Data analysis tools evaluate various data types and run relevant analyses to gain insights from data records. This is essential when it comes to translating raw patient data into useful information, which can be used to support the decision-making in healthcare organizations [19,20]. Delen [21] proposed a simple classification of analytics that distinguishes three types of analytics: descriptive, predictive, and prescriptive, each defined by the data type and the objective of the study. In the context of predictive analytics, it is possible to predict a particular variable’s future by utilizing probabilistic modeling [22]. With predictive analytics, developers can access flexible and active predictive models for predictions for the future that identify causalities, trends, and hidden correlations between the input and target output. It is not hard to see how predictive analytics can be used in the healthcare industry to help healthcare providers understand the complexities of clinical cost, find the most effective treatment options, and anticipate future healthcare trend lines relying on the habits, lifestyles, and diseases of their patients [23]. Natural language processing (NLP) and Data Mining are mostly applied in predictive-analytics-based approaches [24,25].
Various researchers have studied the impact of important factors using ML techniques in prior studies. Most of the studies provide the solution for binary classification and regression analysis in the medical domain. Some important research to find the influential parameters using the ML methods are discussed here.

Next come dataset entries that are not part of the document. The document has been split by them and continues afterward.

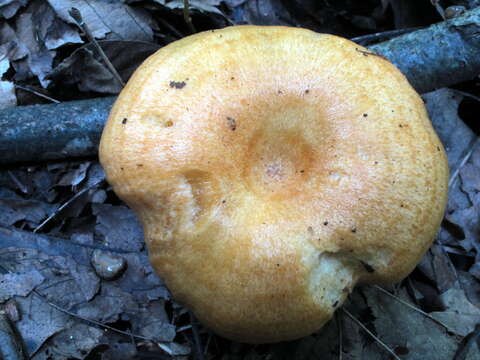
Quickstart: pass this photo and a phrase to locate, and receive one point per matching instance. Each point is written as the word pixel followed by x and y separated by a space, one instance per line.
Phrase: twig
pixel 454 175
pixel 436 4
pixel 340 336
pixel 196 337
pixel 25 88
pixel 186 16
pixel 17 182
pixel 68 202
pixel 77 16
pixel 369 38
pixel 364 328
pixel 170 27
pixel 414 308
pixel 162 345
pixel 464 93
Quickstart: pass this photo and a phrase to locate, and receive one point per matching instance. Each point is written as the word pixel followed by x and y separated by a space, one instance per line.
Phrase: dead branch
pixel 441 55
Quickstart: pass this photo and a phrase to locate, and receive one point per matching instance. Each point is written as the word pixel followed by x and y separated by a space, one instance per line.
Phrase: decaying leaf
pixel 7 88
pixel 85 69
pixel 108 19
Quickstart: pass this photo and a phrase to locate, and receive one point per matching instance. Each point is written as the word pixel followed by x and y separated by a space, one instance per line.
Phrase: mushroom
pixel 274 168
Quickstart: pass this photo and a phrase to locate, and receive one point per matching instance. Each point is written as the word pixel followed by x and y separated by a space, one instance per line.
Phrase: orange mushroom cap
pixel 273 168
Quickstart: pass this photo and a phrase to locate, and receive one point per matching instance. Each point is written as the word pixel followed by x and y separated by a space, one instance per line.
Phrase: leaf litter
pixel 72 258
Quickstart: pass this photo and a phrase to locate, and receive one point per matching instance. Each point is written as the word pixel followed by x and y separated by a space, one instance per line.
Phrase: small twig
pixel 170 27
pixel 162 345
pixel 454 175
pixel 64 205
pixel 25 88
pixel 369 38
pixel 17 182
pixel 439 8
pixel 414 308
pixel 340 336
pixel 77 16
pixel 466 94
pixel 196 337
pixel 364 328
pixel 186 16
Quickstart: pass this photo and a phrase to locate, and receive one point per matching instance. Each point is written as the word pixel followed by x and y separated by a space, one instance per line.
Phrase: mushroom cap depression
pixel 273 168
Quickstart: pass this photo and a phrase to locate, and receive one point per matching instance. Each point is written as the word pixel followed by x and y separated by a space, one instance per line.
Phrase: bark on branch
pixel 431 58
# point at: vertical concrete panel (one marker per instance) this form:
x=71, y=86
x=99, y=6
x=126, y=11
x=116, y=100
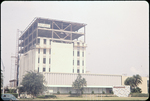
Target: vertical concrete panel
x=61, y=57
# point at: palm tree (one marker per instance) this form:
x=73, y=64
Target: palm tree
x=134, y=82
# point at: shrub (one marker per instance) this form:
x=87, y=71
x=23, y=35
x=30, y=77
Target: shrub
x=70, y=92
x=15, y=94
x=41, y=96
x=103, y=92
x=50, y=96
x=136, y=90
x=92, y=92
x=58, y=92
x=47, y=96
x=139, y=95
x=81, y=92
x=112, y=92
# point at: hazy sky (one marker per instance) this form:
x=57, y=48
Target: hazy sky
x=117, y=32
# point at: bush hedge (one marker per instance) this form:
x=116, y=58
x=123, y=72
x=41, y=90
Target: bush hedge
x=15, y=94
x=46, y=96
x=139, y=95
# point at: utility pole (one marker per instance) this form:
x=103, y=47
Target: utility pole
x=3, y=74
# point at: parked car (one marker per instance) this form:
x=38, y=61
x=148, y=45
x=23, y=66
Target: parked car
x=8, y=97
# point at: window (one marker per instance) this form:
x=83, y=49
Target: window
x=38, y=41
x=44, y=60
x=78, y=53
x=49, y=51
x=44, y=41
x=82, y=71
x=44, y=69
x=44, y=51
x=38, y=60
x=49, y=61
x=82, y=63
x=78, y=71
x=78, y=62
x=39, y=50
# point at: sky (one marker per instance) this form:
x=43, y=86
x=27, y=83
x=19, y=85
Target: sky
x=117, y=32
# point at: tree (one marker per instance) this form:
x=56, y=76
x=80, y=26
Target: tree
x=134, y=81
x=32, y=83
x=79, y=84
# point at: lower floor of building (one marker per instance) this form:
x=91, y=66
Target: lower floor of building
x=87, y=90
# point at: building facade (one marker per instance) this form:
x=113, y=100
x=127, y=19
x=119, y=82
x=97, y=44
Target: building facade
x=49, y=45
x=52, y=47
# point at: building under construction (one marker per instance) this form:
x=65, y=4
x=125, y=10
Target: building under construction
x=52, y=47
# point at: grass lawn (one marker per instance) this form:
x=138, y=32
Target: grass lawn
x=66, y=97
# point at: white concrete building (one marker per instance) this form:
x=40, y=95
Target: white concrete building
x=51, y=47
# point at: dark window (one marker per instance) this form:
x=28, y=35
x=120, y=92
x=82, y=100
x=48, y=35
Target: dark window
x=78, y=71
x=38, y=60
x=49, y=61
x=44, y=69
x=49, y=51
x=44, y=41
x=44, y=51
x=82, y=63
x=78, y=53
x=78, y=62
x=38, y=41
x=44, y=60
x=38, y=50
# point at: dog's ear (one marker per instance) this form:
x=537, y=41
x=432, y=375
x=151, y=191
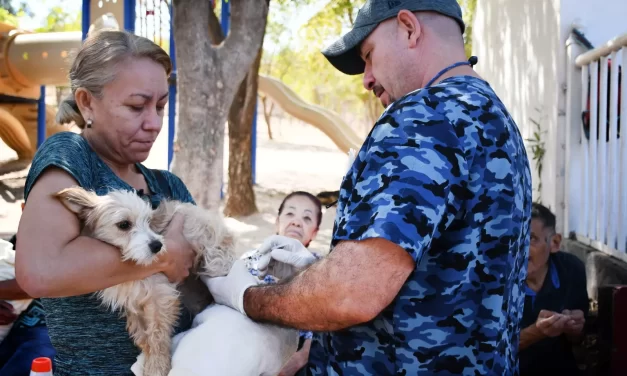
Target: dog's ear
x=228, y=242
x=162, y=216
x=77, y=200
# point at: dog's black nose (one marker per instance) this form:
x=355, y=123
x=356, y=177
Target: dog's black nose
x=155, y=246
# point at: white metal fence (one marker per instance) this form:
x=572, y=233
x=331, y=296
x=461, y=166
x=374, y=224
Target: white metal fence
x=596, y=146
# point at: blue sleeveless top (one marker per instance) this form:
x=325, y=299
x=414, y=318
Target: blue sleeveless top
x=89, y=339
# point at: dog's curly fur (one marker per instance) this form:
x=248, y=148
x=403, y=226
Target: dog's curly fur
x=152, y=305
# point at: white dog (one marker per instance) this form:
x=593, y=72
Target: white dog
x=152, y=306
x=221, y=341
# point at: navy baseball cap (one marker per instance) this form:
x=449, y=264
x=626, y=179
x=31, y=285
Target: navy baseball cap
x=344, y=53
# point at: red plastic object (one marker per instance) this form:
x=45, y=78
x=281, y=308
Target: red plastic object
x=42, y=365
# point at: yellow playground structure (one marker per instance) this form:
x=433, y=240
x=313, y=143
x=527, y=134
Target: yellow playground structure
x=29, y=61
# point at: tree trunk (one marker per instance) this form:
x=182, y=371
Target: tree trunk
x=267, y=114
x=240, y=194
x=208, y=77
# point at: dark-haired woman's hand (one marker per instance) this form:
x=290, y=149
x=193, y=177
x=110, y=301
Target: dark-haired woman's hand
x=7, y=314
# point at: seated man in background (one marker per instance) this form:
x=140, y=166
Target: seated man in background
x=556, y=302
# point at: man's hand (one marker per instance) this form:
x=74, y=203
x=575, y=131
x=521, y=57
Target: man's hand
x=7, y=314
x=575, y=325
x=229, y=290
x=283, y=257
x=551, y=324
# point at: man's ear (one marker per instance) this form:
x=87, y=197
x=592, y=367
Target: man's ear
x=409, y=27
x=77, y=200
x=556, y=243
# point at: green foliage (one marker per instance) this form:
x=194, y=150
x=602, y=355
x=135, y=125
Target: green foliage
x=468, y=9
x=292, y=54
x=538, y=151
x=60, y=20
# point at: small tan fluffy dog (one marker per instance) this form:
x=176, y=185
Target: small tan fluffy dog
x=151, y=306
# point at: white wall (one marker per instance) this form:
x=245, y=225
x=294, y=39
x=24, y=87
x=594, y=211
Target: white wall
x=521, y=51
x=517, y=43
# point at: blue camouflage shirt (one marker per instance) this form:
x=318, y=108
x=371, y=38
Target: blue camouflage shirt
x=445, y=175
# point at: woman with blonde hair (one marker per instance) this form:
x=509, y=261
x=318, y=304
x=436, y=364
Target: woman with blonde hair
x=119, y=85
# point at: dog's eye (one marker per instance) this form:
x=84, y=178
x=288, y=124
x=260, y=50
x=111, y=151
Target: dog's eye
x=124, y=225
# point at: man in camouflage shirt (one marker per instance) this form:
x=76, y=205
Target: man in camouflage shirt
x=431, y=238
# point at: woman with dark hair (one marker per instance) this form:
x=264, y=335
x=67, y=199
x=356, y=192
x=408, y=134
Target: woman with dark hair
x=299, y=218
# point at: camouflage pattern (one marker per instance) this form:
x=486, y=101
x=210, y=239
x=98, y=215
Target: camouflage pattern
x=444, y=174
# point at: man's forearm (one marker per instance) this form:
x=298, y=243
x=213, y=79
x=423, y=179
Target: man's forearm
x=529, y=336
x=10, y=290
x=349, y=287
x=309, y=301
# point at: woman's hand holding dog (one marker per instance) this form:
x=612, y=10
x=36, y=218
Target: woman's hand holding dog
x=179, y=258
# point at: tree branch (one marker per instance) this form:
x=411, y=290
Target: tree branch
x=248, y=23
x=215, y=29
x=186, y=13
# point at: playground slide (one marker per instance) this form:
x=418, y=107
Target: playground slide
x=327, y=121
x=27, y=62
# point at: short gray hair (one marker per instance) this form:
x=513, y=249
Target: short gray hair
x=96, y=65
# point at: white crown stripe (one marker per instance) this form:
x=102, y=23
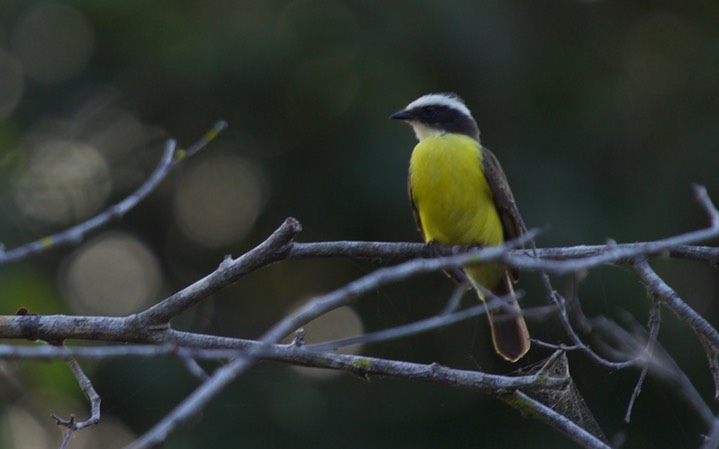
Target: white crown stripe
x=440, y=99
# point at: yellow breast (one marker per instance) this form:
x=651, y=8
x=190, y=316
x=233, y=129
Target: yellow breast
x=451, y=193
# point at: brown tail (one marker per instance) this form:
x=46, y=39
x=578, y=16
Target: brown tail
x=509, y=331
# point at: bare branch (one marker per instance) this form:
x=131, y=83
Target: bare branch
x=707, y=334
x=75, y=234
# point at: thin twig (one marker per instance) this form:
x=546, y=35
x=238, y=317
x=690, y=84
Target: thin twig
x=75, y=234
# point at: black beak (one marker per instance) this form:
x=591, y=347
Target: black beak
x=401, y=115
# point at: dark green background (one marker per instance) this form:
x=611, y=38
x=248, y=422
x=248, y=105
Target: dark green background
x=603, y=113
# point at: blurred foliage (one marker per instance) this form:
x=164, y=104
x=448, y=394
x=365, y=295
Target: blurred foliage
x=602, y=113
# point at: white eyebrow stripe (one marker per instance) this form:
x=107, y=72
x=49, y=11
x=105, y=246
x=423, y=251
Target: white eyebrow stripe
x=440, y=99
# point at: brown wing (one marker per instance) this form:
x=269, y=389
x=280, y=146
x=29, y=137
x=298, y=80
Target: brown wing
x=503, y=199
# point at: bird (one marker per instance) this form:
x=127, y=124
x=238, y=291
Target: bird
x=460, y=195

The start was to develop and verify a patient registration system for health promotion that allows patients to be classified according to their skilled nursing needs [26]. Nursing theory and experience were combined to create the Community Health Intensity Rating Scale (CHIRS). Groups of public health nursing experts created model definitions for fifteen public health criteria, and they used both patient attributes and essential measures of treatment as descriptive words of nursing care standards. The method was then put through its paces with the help of three home health agency support nurses. A cumulative rating of 560 graphs by two home health organizations was used to validate the system.
Prediction analytics and AI in healthcare face a number of obstacles, including data access, standardization, engagement, computing resource requirements, and the implementation of predictive models [27]. In addition, big data analysis has its own set of issues to deal with [17,28]. It has become increasingly important to explore the use of high-speed cloud computing for both data storage and maintenance, as well as for business intelligence, due to the recent growth of big data in medicine and the advancement of cloud computing [29]. Nevertheless, the analogies between cloud and non-cloud storage and maintenance of massive data are complex. Big data analysis, on the other hand, necessitates high-performance parallel distributed computing algorithms. Data science, bioinformatics, statistical genomics, and other fields have all attempted to address this issue. In addition to the aforementioned medical images and genomic data, these apps also allow for the study of organized data [29,30].
Moreover, rating quality was examined and how confidential rates react to the introduction of a five star rating system for nursing homes [31]. According to their findings, the difference in price among top and bottom facilities grows because of star ratings. The highest-level facility’s prices rose by 4.7 to 6.1% higher than the lowest-level premises’ prices in total. They see more fantastic pricing effects in less mature industries, where buyers can choose from a broader range of nursing homes. The findings show that customers are more receptive to quality reporting where the interface is streamlined and the audiences are less fragmented.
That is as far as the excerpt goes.